Le problematiche continentali non sono distanti dalla nostra attività quotidiana che ci vede prevalentemente agire in provincia di Como ed in quelle limitrofe, senza però farci mancare collaborazioni continue e ben assortite con associazioni di altre regioni, o tra regioni diverse. E allora anche l’idea di un PSF che agisca su scala continentale non è peregrina e ci vede a disposizione con lo stesso entusiasmo contagioso che cerchiamo di trasmettere a chi incontriamo ogni giorno, nel nostro bene confiscato o fuori dallo stesso.

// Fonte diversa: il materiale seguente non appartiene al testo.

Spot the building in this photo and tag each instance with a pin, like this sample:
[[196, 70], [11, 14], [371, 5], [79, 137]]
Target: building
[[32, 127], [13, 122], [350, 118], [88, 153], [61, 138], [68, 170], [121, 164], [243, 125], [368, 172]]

Per questo motivo, nella convinzione che i confini, anche di ruolo, debbano essere luoghi dedicati allo scambio e non di chiusura tra due o più soggetti, abbiamo immaginato questa iniziativa parlamentare europea invitando gli enti, le associazioni, i semplici cittadini che collaborano con noi o che semplicemente ci conoscono, ad una condivisione del progetto che veda da subito un continente meno confuso e complicato, più politico e sociale.

Abbiamo agito insieme ai sindaci di Bregnano, di Guanzate e di Lomazzo; insieme agli assessori di Fino Mornasco e di Vimercate; insieme ad associazioni (Centro Cooperazione Sviluppo Italia onlus con sede a Genova, Il Sole onlus di Saronno) insieme a docenti dell’Università Cattolica di Milano, insieme a professori della scuola superiore e dell’obbligo, insieme a semplici cittadini, studenti, lavoratori, pensionati. Con noi anche un cittadino della Confederazione Elvetica. L’auspicio è che ognuno faccia tesoro di questa esperienza formativa di rinnovata cittadinanza.

Il punto di partenza è smettere di cercare risposte alle domande sul futuro utilizzando strumenti e modelli nazionali che appartengono al passato. La vera sfida, affinché il progetto politico di una concreta Unione Europea si concretizzi, consiste nel vincere la miopia degli elettorati locali e degli interessi nazionali. C’è una governance incompiuta, va completata al più presto, affinché si possa governare il futuro insieme ai cittadini europei. Le nuove generazioni hanno bisogno di questo.